Commercial feed is formulated to contain all the vitamins and important minerals that chicken require. Good diet is the best flock management tool available to chicken keepers unless you wish to always be fighting one disease after another in your flock and facing high mortality.
 
is it possible to stop feeding commercial feed or do chickens have to have it. if so what would I need to feed them
It is possible to stop feeding chickens comercial feed and no, they don't have to have it.
That's the honest answer.
However when responsible people with experience in both chicken keeping and answering forum questions reply to such posts, the answer given by azyous is the correct response.
When replying to such posts one has to make some assumptions about the OP's knowledge and generally those who have sufficient knowledge to move from commercial feed to other options, wouldn't be asking the question in the first place.
This may seem a bit arrogant, but I hope at least part of the aim of BYC is to give good advice and sometimes the issues are too complicated to do much more than this.
My advice is feed your chickens commercial feed until you've learn't enough about nutrition to not ask such a question.
 
and not to "jump on", but it is nearly impossible for the average chicken owner to reliably provide a nutritionally complete and well balanced feed meeting the optimal nutritional needs of a modern chicken. For a host of reasons completely out of the owner's control.
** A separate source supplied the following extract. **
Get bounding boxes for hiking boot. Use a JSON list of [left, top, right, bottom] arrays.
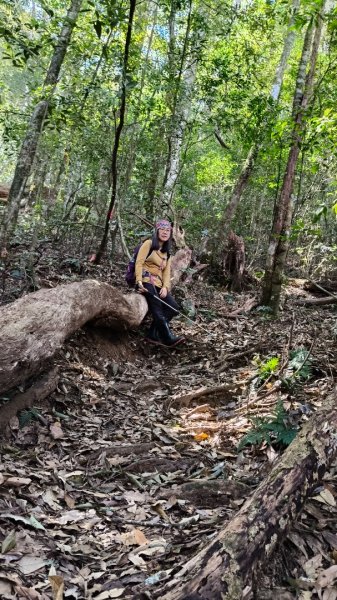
[[145, 321, 163, 344], [157, 321, 185, 347]]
Even if they could, without the economies of scale enjoyed by commercial mills, they can't do so at a cost savings.

The more I know about feeding birds, the less inclined I am to attempt to do so on my own - though I do engage in some "educated risk taking", I readily acknowledge that there are no guarantees, that my methods are not for most, and I do NOT recommend them.
BYC members have helped a few in rare or unique circumstances with at home feed recipes - but those persons were already successfully engaged in commercial scale farming, lived in remote locations with no commercial feed option, or were attempting a substitution of ingredients with a more readily available local grain (typically). With no guarantees, merely a start there, and adjust based on experience and observation.

My advice, like the others above, is don't attempt it. But if you want to educate yourself, I recommend you start with J Rhodes' recipe and flock management, then research/read/study until you understand why he uses the ingredients he does, in the quantities he does. You want to may particular interest to the research on poultry and B6, B12, Methionine, Lysine, Calcium sources, Phosphorus, Ca : P ratios, Selenium and acceptable fat levels. That should lead you to yet more more research and other topics that need understanding before you can begin to put together an optimum at home feed. In Theory.

In Practice
, with no way to assay the actual nutritional contents of the ingredients, its educated guess work, more akin to stereotypical hedge witch of the dark ages than a scientific formulation.
 
You can create your own feed. When we had chickens years ago they were fed commercial chick feed until they were about 8 weeks old. At that age they are big enough to go outside in the fresh air all day. They free ranged, but I put out locally grown wheat, corn, oat grouts. In the winter I added BOSS. They had free access to all the bugs, weeds, hay, etc. they could get. They were healthy and lived to age 7 when we had a problem with the neighbor's dogs and a fox.

As written above, you can't go into it willy nilly. I can't get the grain I need right now, only corn, so my free range chickens are on a commercial grower feed from the local Vita-Plus, which I think is better than what I can get at TSC.

You can make a maggot bucket (entice flies to lay eggs on a piece of meat or other yummy, let the maggots fall out which the chickens will eat), to supplement a commercial diet if they don't free range. You can add BOSS (black oil sunflower seed) in the winter to supplement your commercial feed.